The chocolate world began back in Central and South America at least 2000 years ago, and it may be older than that. What we know today as chocolate is made from a bean called the cacao bean. In ancient Aztec times the beans were so cherished that they were used as currency to buy other items.
The confection did not get sweetened until Europeans got hold of it. Aztec King Montezuma gave some to Herman Cortez, mistaking him for a reincarnated deity. Described as a "bitter drink for pigs" at first, when sweetened with sugar or honey, the taste treat rapidly became popular throughout Europe.
It was believed to have aphrodisiac, medicinal and nutritious qualities, and was a food of the rich until the industrial revolution made mass production possible in the late 1700's.
In 1828, Dutch processed cocoa was invented by a chemist in the Netherlands.
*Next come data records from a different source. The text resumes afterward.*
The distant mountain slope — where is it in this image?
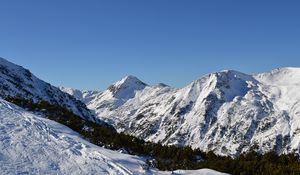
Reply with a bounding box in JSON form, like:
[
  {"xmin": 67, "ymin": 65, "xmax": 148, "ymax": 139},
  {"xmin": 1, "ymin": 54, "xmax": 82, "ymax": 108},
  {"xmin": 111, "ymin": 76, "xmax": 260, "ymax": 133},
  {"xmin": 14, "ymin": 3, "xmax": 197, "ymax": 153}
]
[
  {"xmin": 0, "ymin": 99, "xmax": 226, "ymax": 175},
  {"xmin": 0, "ymin": 58, "xmax": 94, "ymax": 120},
  {"xmin": 59, "ymin": 87, "xmax": 102, "ymax": 103},
  {"xmin": 69, "ymin": 68, "xmax": 300, "ymax": 156}
]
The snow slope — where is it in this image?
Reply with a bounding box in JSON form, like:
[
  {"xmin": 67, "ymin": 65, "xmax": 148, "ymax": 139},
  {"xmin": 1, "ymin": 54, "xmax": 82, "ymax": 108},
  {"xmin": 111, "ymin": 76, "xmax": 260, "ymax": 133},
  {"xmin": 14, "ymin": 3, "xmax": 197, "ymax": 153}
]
[
  {"xmin": 0, "ymin": 58, "xmax": 94, "ymax": 120},
  {"xmin": 67, "ymin": 68, "xmax": 300, "ymax": 156},
  {"xmin": 0, "ymin": 99, "xmax": 226, "ymax": 175},
  {"xmin": 59, "ymin": 87, "xmax": 102, "ymax": 103}
]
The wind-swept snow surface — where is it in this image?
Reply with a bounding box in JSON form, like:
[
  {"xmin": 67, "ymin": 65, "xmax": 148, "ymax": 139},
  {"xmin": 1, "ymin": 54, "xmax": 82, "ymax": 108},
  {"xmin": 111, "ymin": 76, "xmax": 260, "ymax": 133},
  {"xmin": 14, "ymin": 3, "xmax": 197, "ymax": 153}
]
[
  {"xmin": 0, "ymin": 99, "xmax": 225, "ymax": 175},
  {"xmin": 0, "ymin": 57, "xmax": 95, "ymax": 120}
]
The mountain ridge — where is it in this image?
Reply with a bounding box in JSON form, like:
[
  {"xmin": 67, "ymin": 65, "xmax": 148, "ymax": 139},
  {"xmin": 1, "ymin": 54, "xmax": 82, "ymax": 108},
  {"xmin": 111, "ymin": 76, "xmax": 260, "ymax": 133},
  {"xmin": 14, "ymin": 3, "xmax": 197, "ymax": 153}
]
[{"xmin": 61, "ymin": 67, "xmax": 300, "ymax": 156}]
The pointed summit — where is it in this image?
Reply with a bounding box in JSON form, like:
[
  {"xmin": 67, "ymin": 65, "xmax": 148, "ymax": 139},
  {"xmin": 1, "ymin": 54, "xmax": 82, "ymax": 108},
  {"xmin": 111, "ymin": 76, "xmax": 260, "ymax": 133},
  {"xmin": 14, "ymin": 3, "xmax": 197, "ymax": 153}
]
[
  {"xmin": 108, "ymin": 75, "xmax": 147, "ymax": 99},
  {"xmin": 114, "ymin": 75, "xmax": 147, "ymax": 86}
]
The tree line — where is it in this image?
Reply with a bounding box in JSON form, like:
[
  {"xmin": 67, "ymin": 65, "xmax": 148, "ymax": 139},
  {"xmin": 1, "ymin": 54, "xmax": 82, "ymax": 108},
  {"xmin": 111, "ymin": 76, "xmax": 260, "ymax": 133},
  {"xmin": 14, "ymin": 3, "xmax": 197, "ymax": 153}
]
[{"xmin": 6, "ymin": 97, "xmax": 300, "ymax": 175}]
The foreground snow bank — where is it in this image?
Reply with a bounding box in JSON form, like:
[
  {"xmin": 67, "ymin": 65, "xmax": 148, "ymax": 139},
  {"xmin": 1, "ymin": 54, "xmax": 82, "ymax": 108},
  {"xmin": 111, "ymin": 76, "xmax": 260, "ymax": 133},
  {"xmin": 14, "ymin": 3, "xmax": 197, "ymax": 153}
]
[{"xmin": 0, "ymin": 99, "xmax": 226, "ymax": 175}]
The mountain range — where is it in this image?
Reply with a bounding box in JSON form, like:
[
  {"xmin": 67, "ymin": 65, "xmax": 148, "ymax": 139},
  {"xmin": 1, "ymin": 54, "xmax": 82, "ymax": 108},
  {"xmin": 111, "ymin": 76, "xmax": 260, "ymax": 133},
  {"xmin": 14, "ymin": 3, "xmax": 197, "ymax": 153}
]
[
  {"xmin": 0, "ymin": 58, "xmax": 227, "ymax": 175},
  {"xmin": 61, "ymin": 67, "xmax": 300, "ymax": 157}
]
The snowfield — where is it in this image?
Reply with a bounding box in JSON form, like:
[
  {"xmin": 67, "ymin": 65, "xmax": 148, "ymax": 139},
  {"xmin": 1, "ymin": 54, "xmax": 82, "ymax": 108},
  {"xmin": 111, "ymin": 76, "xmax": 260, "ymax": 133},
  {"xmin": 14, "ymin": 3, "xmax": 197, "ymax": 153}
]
[
  {"xmin": 0, "ymin": 99, "xmax": 226, "ymax": 175},
  {"xmin": 61, "ymin": 67, "xmax": 300, "ymax": 157}
]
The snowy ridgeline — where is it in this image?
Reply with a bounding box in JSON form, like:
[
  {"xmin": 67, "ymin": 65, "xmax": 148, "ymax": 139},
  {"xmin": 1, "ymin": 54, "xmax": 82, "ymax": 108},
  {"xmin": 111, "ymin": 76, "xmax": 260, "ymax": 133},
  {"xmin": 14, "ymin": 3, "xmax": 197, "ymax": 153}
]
[
  {"xmin": 61, "ymin": 68, "xmax": 300, "ymax": 156},
  {"xmin": 0, "ymin": 57, "xmax": 95, "ymax": 120},
  {"xmin": 0, "ymin": 99, "xmax": 222, "ymax": 175}
]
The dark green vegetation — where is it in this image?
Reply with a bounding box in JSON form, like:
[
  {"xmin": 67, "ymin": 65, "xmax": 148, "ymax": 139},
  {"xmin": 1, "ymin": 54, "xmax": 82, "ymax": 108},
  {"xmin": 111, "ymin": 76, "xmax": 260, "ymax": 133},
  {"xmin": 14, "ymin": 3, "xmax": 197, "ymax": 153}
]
[{"xmin": 6, "ymin": 97, "xmax": 300, "ymax": 175}]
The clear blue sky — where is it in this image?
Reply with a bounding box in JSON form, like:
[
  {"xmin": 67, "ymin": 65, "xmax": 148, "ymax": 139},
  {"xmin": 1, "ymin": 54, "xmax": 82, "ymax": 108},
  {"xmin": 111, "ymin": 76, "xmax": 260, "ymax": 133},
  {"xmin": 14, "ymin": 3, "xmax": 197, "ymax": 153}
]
[{"xmin": 0, "ymin": 0, "xmax": 300, "ymax": 89}]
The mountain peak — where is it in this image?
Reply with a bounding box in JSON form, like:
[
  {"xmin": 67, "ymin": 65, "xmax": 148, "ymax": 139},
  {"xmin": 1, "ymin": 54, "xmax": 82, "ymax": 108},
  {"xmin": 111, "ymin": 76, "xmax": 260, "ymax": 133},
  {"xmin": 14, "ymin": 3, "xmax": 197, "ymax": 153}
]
[
  {"xmin": 114, "ymin": 75, "xmax": 147, "ymax": 86},
  {"xmin": 108, "ymin": 75, "xmax": 147, "ymax": 98}
]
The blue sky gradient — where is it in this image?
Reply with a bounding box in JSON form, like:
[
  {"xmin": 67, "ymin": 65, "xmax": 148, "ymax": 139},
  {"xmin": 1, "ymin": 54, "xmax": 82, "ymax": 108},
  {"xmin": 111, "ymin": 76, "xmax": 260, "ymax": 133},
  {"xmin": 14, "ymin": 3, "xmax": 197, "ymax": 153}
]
[{"xmin": 0, "ymin": 0, "xmax": 300, "ymax": 89}]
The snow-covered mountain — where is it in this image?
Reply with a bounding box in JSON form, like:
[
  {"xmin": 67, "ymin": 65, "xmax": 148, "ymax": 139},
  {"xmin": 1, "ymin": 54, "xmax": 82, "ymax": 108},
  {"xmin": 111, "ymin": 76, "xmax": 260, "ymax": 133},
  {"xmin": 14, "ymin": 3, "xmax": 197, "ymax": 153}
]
[
  {"xmin": 0, "ymin": 58, "xmax": 94, "ymax": 120},
  {"xmin": 59, "ymin": 87, "xmax": 102, "ymax": 103},
  {"xmin": 67, "ymin": 68, "xmax": 300, "ymax": 156},
  {"xmin": 0, "ymin": 99, "xmax": 226, "ymax": 175}
]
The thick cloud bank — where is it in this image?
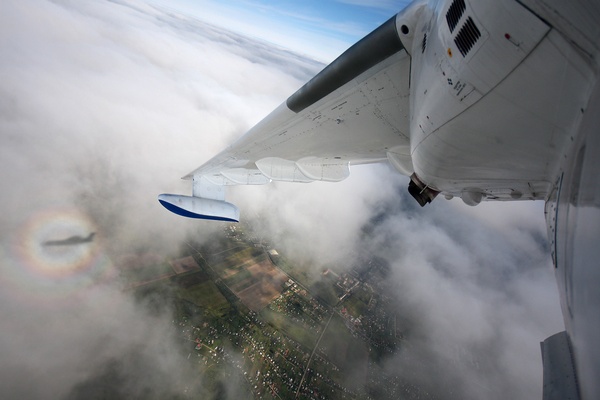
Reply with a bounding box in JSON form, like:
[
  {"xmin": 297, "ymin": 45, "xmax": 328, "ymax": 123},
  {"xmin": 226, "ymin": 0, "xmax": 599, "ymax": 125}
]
[{"xmin": 0, "ymin": 0, "xmax": 562, "ymax": 399}]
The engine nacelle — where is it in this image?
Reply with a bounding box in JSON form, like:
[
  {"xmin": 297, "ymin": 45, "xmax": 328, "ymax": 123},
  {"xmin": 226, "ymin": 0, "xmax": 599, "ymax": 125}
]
[{"xmin": 158, "ymin": 194, "xmax": 240, "ymax": 222}]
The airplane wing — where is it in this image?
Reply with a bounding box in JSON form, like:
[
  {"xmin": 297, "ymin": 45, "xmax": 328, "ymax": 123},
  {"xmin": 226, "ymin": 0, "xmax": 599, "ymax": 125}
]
[{"xmin": 159, "ymin": 4, "xmax": 421, "ymax": 221}]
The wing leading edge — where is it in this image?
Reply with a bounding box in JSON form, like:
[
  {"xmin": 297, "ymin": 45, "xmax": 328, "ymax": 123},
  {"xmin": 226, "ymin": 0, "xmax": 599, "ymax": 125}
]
[{"xmin": 159, "ymin": 3, "xmax": 422, "ymax": 221}]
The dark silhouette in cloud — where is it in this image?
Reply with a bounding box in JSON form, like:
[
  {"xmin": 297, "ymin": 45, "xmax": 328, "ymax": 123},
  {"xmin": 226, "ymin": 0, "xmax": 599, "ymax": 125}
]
[{"xmin": 0, "ymin": 0, "xmax": 562, "ymax": 399}]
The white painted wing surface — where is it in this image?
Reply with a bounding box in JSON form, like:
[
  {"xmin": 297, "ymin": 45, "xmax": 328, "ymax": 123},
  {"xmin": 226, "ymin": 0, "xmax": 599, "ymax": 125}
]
[{"xmin": 159, "ymin": 6, "xmax": 422, "ymax": 221}]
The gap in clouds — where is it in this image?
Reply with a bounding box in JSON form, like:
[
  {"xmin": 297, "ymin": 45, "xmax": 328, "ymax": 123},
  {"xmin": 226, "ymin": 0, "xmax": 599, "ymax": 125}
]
[{"xmin": 0, "ymin": 0, "xmax": 562, "ymax": 399}]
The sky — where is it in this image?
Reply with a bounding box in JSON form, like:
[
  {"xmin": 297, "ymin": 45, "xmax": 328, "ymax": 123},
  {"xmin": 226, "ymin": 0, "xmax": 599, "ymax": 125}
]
[
  {"xmin": 0, "ymin": 0, "xmax": 564, "ymax": 399},
  {"xmin": 151, "ymin": 0, "xmax": 410, "ymax": 63}
]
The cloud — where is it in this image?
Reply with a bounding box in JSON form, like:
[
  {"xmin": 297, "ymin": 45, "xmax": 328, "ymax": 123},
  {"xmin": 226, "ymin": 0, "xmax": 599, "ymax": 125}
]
[{"xmin": 0, "ymin": 0, "xmax": 562, "ymax": 399}]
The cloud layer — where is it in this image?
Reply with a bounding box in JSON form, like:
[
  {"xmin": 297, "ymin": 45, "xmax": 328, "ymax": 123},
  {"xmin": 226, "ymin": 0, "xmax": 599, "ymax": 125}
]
[{"xmin": 0, "ymin": 0, "xmax": 562, "ymax": 399}]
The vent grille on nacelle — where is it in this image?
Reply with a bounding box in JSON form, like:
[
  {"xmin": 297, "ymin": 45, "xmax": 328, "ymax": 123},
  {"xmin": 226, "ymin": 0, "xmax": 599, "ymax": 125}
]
[
  {"xmin": 446, "ymin": 0, "xmax": 467, "ymax": 33},
  {"xmin": 454, "ymin": 17, "xmax": 481, "ymax": 57}
]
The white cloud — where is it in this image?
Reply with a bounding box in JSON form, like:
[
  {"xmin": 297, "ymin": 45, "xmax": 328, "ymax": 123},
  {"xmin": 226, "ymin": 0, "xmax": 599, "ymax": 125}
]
[{"xmin": 0, "ymin": 0, "xmax": 561, "ymax": 398}]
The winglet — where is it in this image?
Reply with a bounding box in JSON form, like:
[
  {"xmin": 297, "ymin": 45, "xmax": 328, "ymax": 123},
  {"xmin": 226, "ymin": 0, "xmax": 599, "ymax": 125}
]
[{"xmin": 158, "ymin": 194, "xmax": 240, "ymax": 222}]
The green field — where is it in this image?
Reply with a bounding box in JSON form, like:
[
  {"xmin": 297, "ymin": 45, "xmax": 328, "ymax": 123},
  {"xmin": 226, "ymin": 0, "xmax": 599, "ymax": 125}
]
[
  {"xmin": 260, "ymin": 307, "xmax": 317, "ymax": 349},
  {"xmin": 178, "ymin": 281, "xmax": 230, "ymax": 316}
]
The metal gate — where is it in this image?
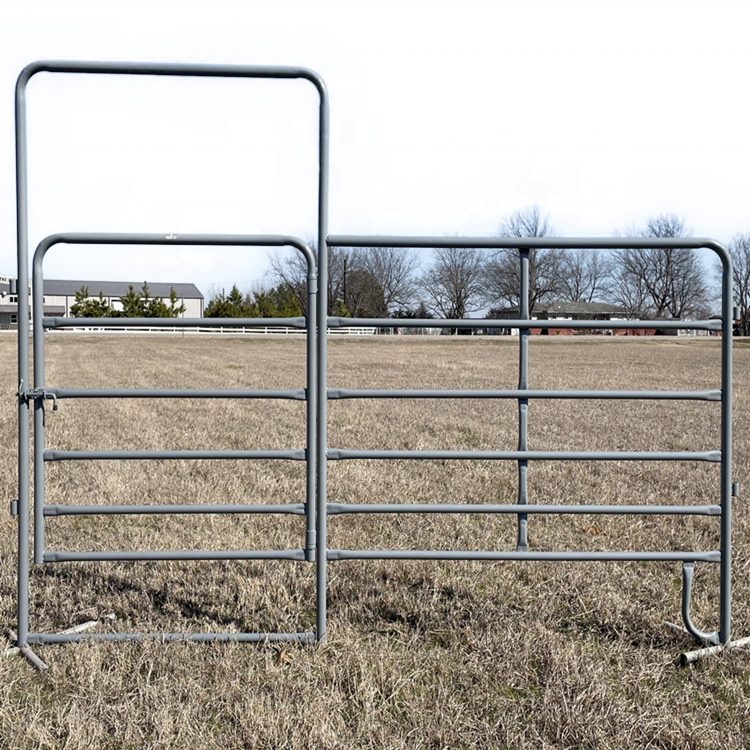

He removed about half of the cocoa butter (fat) from some chocolate liquor, then pulverized what remained and treated it with alkaline salts to remove the bitter taste.
The first modern chocolate bar was created in 1847 by a man named Joseph Fry, who put some of the cacao butter back into the Dutch processed cocoa. It was then molded into a chocolate bar. This set the stage for commercial production.
By 1868 the Cadbury company was marketing chocolates in Europe, followed shortly by the milk chocolate of the Nestle company. Chocolate was used sometimes in place of pay during the American revolutionary war.
In modern times, chocolate is still an economic force, to the price tag of more than $4 billion per year. Chocolate production continues to expand and change.
From its humble beginnings as a bean and fruit that pleased the rich and was even used for money, to its modern day usage in candy bars and sweets, chocolate has earned itself a sweet place in history.